Vintage cars have a special place in our hearts. When well-preserved and taken care of, they can be prized possessions that one can take pride in. Lots of people like to have vintage cars in their garage. But as we all know, they require a considerable amount of time and care. It can become a costly hobby to tend to a vintage car or classic car. This is where old
car insurance online comes into the picture. But before that, let us define what vintage cars are -
How are old cars classified?
Not all old cars are classified termed as vintage cars. For it to be classified as vintage, it needs to be certified by the Vintage and Classic Car Club of India (VCCI). Let us look at the different classification for old cars.
Classic Cars: Any car that is manufactured between the 1940s to 1970s is termed as a classic car. Additionally, these vehicles should not be modified, meaning their condition must be as close to the original one which was manufactured. Thus, having old car insurance for your classic car helps you protect and care for them.
Antique Cars: Cars manufactured between 1930 to 1940 are called antique cars. Akin to classic cars, these antique machines also need to be as close to original with little to no modification. Since these cars are seen to age gracefully over the past 90 years, it is essential to insure using car insurance online or offline.
Vintage Cars: Lastly, vintage cars is the general term under which most old cars are colloquially classified. These cars are those where the roots of modern-age performance parts date back to. Generally, cars that are manufactured from 1919 to 1930 are classified as vintage. What you must note is that the valuation for these cars does not change much despite the modification. Since they are rare to find and being in a working condition is only a testimony to the time and engineering marvel. To keep them running, buying car insurance for old cars.
How is premium determined for old car insurance policies?
#1 Age of your old car
The primary factor that has a direct impact on the premium is the age of your car. Unlike
third party car insurance, the premiums for comprehensive policies aren’t regulated by the Insurance Regulatory and Development Authority of India (IRDAI). As age increases, the premium for your policy also increases. The reason is that spares are scarce thereby increasing its price.
#2 Current valuation of the old car
The premiums for vintage cars are determined by a professional valuer. Some insurance companies accept the valuation provided by the VCCI too. Old car insurance does not value vintage cars like ordinary cars as it will not give its true value to the owner.

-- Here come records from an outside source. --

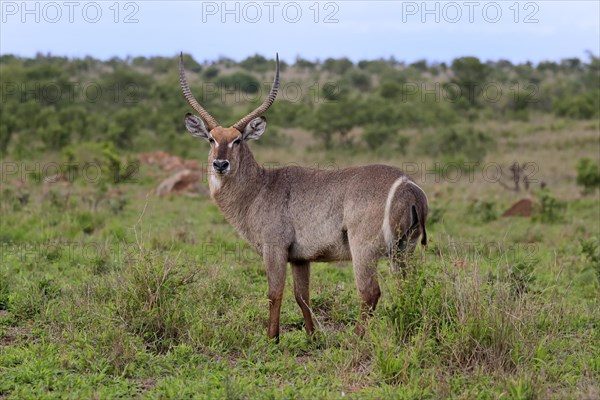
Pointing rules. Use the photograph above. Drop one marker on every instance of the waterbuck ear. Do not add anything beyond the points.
(196, 126)
(255, 128)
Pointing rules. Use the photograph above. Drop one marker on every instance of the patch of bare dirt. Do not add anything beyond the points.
(185, 175)
(168, 162)
(522, 208)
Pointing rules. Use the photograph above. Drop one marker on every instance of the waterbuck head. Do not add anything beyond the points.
(226, 143)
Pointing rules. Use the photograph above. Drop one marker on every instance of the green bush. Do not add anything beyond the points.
(588, 175)
(551, 209)
(457, 141)
(583, 106)
(239, 81)
(484, 210)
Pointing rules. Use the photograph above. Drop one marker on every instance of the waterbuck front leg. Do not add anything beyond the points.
(301, 274)
(275, 263)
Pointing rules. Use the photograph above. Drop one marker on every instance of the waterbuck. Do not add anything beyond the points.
(299, 215)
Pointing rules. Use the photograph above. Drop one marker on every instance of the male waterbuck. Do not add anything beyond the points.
(299, 215)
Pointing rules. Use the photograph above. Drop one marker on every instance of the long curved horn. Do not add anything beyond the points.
(210, 121)
(241, 124)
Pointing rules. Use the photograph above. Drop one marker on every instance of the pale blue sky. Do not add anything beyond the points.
(539, 30)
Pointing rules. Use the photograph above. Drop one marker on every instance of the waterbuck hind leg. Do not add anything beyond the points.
(275, 264)
(364, 261)
(301, 275)
(406, 245)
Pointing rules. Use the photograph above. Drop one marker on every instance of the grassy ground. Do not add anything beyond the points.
(113, 292)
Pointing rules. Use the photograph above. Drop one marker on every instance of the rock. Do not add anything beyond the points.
(182, 181)
(522, 208)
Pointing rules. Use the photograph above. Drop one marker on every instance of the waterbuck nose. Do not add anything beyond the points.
(220, 166)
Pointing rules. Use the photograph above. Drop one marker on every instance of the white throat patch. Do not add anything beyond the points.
(214, 182)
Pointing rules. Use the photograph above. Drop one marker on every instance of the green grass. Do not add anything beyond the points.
(159, 298)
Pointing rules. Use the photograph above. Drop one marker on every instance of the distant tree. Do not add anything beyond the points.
(337, 66)
(331, 118)
(305, 64)
(470, 75)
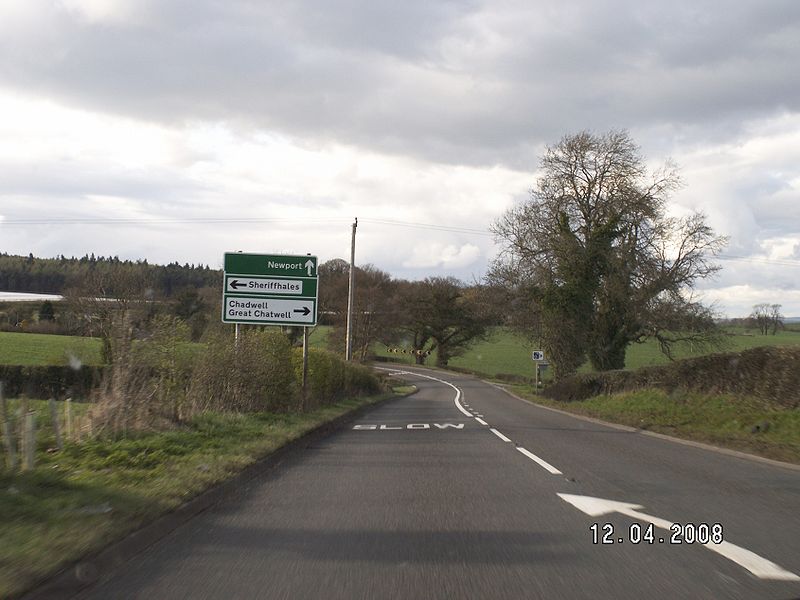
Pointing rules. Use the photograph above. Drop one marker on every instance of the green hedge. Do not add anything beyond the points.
(43, 382)
(770, 373)
(330, 378)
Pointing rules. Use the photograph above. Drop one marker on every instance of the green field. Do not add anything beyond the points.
(505, 352)
(80, 499)
(740, 423)
(38, 349)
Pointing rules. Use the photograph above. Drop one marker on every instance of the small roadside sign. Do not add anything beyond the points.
(270, 289)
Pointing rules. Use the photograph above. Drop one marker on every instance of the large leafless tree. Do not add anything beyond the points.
(593, 261)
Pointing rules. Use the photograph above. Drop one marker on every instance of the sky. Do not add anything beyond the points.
(178, 130)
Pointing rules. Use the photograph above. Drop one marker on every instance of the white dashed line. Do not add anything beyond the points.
(500, 435)
(544, 464)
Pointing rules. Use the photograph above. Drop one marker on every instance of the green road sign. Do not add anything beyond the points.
(269, 289)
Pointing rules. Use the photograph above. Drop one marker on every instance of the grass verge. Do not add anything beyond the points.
(87, 496)
(726, 420)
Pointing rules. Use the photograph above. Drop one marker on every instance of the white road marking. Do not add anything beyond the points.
(458, 391)
(758, 566)
(500, 435)
(542, 463)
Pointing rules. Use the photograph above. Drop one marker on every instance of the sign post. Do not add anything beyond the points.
(270, 289)
(537, 356)
(267, 289)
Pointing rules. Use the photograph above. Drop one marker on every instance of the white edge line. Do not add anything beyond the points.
(500, 435)
(661, 436)
(458, 391)
(542, 463)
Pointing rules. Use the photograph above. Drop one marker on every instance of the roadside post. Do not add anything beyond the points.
(8, 433)
(271, 289)
(537, 356)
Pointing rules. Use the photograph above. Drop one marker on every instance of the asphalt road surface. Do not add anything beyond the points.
(461, 491)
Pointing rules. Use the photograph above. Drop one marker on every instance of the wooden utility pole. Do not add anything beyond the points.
(348, 345)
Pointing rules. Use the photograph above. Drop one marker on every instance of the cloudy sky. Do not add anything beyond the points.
(181, 129)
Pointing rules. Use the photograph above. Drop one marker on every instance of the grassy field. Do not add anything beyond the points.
(37, 349)
(78, 500)
(503, 352)
(506, 352)
(729, 421)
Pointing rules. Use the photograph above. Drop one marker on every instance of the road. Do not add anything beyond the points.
(462, 491)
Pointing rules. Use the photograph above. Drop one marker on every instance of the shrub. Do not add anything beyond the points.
(770, 373)
(257, 375)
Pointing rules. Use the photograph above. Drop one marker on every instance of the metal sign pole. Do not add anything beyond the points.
(348, 343)
(305, 363)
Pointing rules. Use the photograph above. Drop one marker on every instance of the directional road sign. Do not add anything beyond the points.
(269, 289)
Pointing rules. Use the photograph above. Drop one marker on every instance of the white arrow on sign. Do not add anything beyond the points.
(262, 285)
(758, 566)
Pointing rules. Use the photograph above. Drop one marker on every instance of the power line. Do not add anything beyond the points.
(780, 262)
(224, 220)
(159, 221)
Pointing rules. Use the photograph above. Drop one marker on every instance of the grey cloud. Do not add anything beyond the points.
(380, 75)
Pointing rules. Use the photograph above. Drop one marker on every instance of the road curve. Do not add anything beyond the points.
(462, 491)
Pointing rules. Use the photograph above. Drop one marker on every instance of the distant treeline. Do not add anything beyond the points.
(57, 275)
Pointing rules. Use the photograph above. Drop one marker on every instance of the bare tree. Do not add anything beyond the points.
(442, 314)
(374, 316)
(597, 260)
(767, 318)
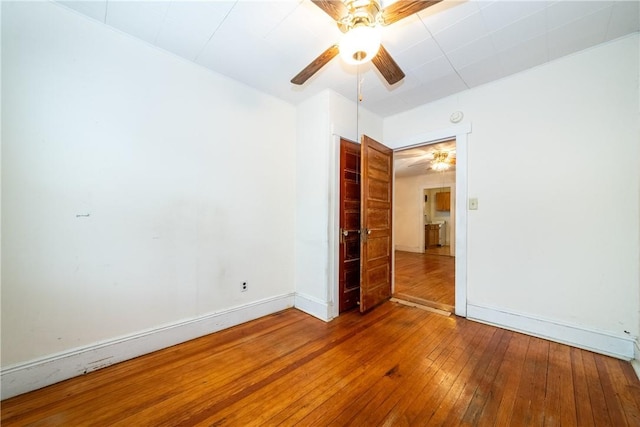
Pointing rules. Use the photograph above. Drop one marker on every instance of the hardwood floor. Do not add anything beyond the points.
(426, 279)
(396, 365)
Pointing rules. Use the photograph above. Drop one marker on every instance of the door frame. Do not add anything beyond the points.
(460, 133)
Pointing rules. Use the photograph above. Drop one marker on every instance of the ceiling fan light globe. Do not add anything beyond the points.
(360, 44)
(439, 166)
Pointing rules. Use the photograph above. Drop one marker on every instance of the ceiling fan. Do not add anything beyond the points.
(439, 160)
(360, 21)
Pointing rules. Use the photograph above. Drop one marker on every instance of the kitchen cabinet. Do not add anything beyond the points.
(443, 201)
(431, 235)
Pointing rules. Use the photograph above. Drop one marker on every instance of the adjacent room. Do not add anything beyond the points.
(177, 247)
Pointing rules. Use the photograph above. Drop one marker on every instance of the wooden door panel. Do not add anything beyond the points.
(378, 248)
(379, 218)
(375, 250)
(350, 216)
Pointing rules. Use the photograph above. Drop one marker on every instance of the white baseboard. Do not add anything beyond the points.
(414, 249)
(636, 361)
(24, 377)
(313, 306)
(621, 347)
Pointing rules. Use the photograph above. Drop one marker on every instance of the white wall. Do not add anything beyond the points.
(138, 190)
(322, 120)
(408, 205)
(554, 162)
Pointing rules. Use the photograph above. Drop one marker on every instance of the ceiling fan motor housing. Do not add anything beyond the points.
(361, 13)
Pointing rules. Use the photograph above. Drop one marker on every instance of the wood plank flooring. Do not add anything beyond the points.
(395, 366)
(426, 279)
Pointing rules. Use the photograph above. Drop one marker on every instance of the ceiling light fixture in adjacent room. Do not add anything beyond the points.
(440, 161)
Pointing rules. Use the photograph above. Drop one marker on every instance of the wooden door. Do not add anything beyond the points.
(349, 266)
(375, 249)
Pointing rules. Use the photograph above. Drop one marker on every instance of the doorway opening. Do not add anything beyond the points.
(424, 232)
(459, 133)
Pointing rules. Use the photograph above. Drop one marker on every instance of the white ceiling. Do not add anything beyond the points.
(444, 49)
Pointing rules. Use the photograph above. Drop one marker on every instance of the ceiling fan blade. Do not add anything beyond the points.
(403, 8)
(334, 8)
(387, 66)
(317, 63)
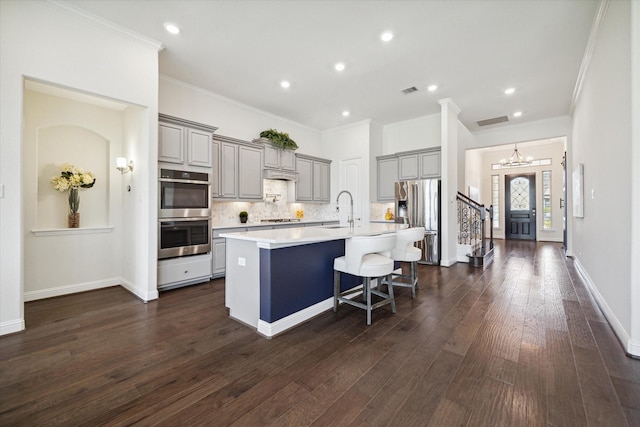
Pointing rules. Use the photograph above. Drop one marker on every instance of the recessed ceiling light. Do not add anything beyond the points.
(172, 28)
(386, 36)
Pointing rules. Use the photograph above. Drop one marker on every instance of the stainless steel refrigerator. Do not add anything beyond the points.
(418, 204)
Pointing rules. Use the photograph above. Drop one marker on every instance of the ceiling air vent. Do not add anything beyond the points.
(493, 121)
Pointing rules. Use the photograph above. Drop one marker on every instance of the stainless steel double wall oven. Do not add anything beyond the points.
(184, 215)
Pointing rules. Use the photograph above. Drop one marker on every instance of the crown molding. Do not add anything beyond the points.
(588, 54)
(131, 35)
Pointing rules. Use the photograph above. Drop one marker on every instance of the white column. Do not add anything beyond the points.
(633, 346)
(449, 164)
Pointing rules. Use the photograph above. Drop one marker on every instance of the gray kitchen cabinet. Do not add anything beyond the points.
(237, 169)
(250, 173)
(387, 176)
(408, 167)
(430, 164)
(277, 158)
(227, 170)
(304, 185)
(219, 258)
(314, 179)
(184, 142)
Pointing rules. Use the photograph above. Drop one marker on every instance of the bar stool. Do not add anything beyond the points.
(405, 251)
(362, 259)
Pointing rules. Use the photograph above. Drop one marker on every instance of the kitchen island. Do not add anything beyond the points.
(277, 279)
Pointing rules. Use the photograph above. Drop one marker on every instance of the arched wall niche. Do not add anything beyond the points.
(85, 149)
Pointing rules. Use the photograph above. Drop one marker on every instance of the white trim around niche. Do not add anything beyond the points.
(71, 231)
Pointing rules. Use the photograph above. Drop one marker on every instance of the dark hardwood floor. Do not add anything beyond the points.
(521, 343)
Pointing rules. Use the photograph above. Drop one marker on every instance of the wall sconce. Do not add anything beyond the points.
(123, 166)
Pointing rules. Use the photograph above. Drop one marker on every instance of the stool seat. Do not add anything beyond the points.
(365, 257)
(373, 265)
(405, 251)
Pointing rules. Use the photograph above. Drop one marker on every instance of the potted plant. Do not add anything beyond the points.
(281, 139)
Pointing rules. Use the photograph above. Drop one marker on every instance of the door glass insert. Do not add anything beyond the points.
(520, 194)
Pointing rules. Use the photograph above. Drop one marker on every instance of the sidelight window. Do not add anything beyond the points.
(546, 200)
(520, 194)
(495, 199)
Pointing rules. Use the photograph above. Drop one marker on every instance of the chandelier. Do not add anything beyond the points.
(516, 160)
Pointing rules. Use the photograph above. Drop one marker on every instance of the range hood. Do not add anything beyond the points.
(280, 174)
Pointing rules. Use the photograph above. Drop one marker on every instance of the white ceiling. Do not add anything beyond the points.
(472, 50)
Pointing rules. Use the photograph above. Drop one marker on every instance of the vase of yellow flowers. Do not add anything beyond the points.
(73, 179)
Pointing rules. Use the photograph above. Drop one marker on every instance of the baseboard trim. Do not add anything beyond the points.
(11, 326)
(71, 289)
(270, 330)
(145, 296)
(632, 349)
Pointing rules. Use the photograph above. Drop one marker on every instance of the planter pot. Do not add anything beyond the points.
(74, 220)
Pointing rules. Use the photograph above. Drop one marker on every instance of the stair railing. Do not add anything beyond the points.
(472, 217)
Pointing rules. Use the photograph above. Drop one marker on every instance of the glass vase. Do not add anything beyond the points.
(74, 220)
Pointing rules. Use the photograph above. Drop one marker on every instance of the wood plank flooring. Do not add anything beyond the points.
(521, 343)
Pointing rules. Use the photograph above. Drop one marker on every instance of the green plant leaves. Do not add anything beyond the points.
(281, 139)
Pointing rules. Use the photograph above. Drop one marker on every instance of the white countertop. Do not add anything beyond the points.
(268, 224)
(285, 237)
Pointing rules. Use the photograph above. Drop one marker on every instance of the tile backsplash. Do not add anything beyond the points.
(274, 205)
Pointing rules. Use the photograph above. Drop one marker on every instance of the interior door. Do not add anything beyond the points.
(351, 180)
(520, 207)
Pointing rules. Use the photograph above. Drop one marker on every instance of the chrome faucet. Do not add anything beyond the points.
(351, 207)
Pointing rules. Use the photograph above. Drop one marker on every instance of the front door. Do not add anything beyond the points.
(520, 206)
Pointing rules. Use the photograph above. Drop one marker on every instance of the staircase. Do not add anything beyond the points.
(473, 246)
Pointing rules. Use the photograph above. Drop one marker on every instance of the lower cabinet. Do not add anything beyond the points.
(219, 258)
(177, 272)
(219, 244)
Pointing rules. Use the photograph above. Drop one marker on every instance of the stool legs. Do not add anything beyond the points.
(390, 291)
(336, 289)
(414, 279)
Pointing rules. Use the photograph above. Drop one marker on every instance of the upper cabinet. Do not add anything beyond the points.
(276, 157)
(314, 179)
(405, 166)
(387, 176)
(237, 169)
(185, 143)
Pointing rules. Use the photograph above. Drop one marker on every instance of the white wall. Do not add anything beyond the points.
(602, 141)
(66, 260)
(521, 132)
(46, 42)
(348, 142)
(415, 134)
(232, 118)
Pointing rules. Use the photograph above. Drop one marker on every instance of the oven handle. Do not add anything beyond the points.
(182, 219)
(184, 181)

#3 The expected cost of repairs
The expected repair cost is the next significant factor for determining premium under car insurance for old cars. The repairs for these vehicles require skilled technicians which are rare in the country. Further, the parts required are sometimes required to be imported from the manufacturer directly. These considerations make it an expensive affair to repair these cars. Using an old car insurance policy, these costly expenses can be mitigated by your insurer.
#4 Kilometres Driven
Lastly, vintage cars need to be driven for their spares to keep function smoothly. Thus, the insurance company also checks the kilometres clocked at each renewal date. The higher kilometres are driven, higher will be its upkeep cost.
Understanding these tips will help to avail the best old car insurance suited for your requirements. Selecting an insurance company that gives the closest IDV to the present valuation for your old car will benefit you since the IDV is mutually agreed after five years. Unlike ordinary cars, these cars gain their value over time and are more precious by each passing day. So, avail old car insurance online for your vintage vehicle today!